Les règlements étaient là encore pour veiller à la bonne exécution du métier, rechercher les fraudes et punir les malfaçons ; dans ce but, le travail devait autant que possible être fait dehors, ou tout au moins en pleine lumière ; gare au drapier qui aurait entassé l'étoffe de mauvaise qualité dans les recoins obscurs de sa boutique : tout doit être montré en plein jour, sous l'auvent où le badaud aime à s'attarder, où Maître Pathelin vient "engigner" le marchand naïf.

Les maîtres-jurés ou « gardes du métier » sont là pour faire observer les règlements.
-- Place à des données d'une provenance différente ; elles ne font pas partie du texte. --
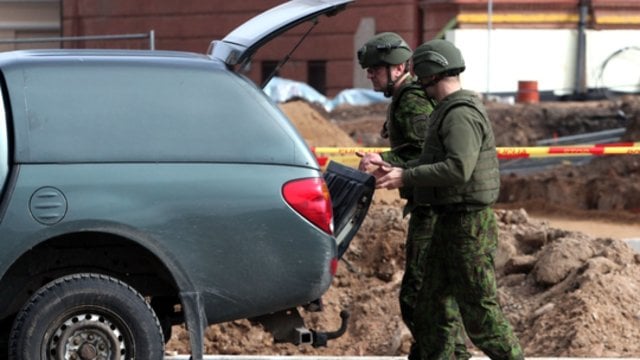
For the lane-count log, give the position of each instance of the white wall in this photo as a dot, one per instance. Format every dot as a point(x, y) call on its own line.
point(547, 56)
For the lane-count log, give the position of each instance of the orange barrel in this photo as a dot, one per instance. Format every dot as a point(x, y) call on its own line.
point(528, 92)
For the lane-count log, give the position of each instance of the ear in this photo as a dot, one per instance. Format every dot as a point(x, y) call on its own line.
point(399, 69)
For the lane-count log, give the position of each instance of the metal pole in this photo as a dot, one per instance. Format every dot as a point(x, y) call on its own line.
point(580, 81)
point(489, 28)
point(152, 40)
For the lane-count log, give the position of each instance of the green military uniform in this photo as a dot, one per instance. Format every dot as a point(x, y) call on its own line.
point(407, 120)
point(458, 174)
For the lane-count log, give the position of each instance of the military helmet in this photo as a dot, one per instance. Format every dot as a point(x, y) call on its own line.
point(437, 57)
point(384, 49)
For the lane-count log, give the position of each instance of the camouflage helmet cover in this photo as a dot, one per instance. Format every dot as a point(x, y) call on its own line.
point(437, 57)
point(386, 48)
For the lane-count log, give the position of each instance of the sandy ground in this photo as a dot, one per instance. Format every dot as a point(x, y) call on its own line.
point(567, 282)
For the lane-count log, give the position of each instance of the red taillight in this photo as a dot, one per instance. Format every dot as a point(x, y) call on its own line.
point(310, 197)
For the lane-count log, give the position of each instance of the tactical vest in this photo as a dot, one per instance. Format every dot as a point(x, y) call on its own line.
point(399, 143)
point(483, 187)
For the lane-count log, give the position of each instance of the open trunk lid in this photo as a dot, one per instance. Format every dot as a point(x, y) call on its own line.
point(351, 194)
point(240, 44)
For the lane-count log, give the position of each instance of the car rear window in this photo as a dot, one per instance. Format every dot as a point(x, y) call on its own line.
point(4, 145)
point(106, 112)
Ils exercent un droit de visite sévère. Les fraudeurs sont mis au pilori, et exposés avec leur mauvaise marchandise, pendant un temps variable ; leurs compagnons sont les premiers à les montrer du doigt. C'est qu'on porte très vif le sentiment de l'honneur du métier. Ceux qui font tache excitent le mépris de leurs confrères qui se sentent atteints par la honte qui rejaillit sur le métier tout entier ; on les met au ban de la société ; on les regarde un peu comme des chevaliers parjures qui auraient mérité la dégradation. L'artisan médiéval, en général, a le culte de son travail. On en trouve le témoignage dans les romans de métier comme ceux de Thomas Deloney sur les tisserands et les cordonniers de Londres ; les cordonniers intitulent leur art "le noble métier". À suivre...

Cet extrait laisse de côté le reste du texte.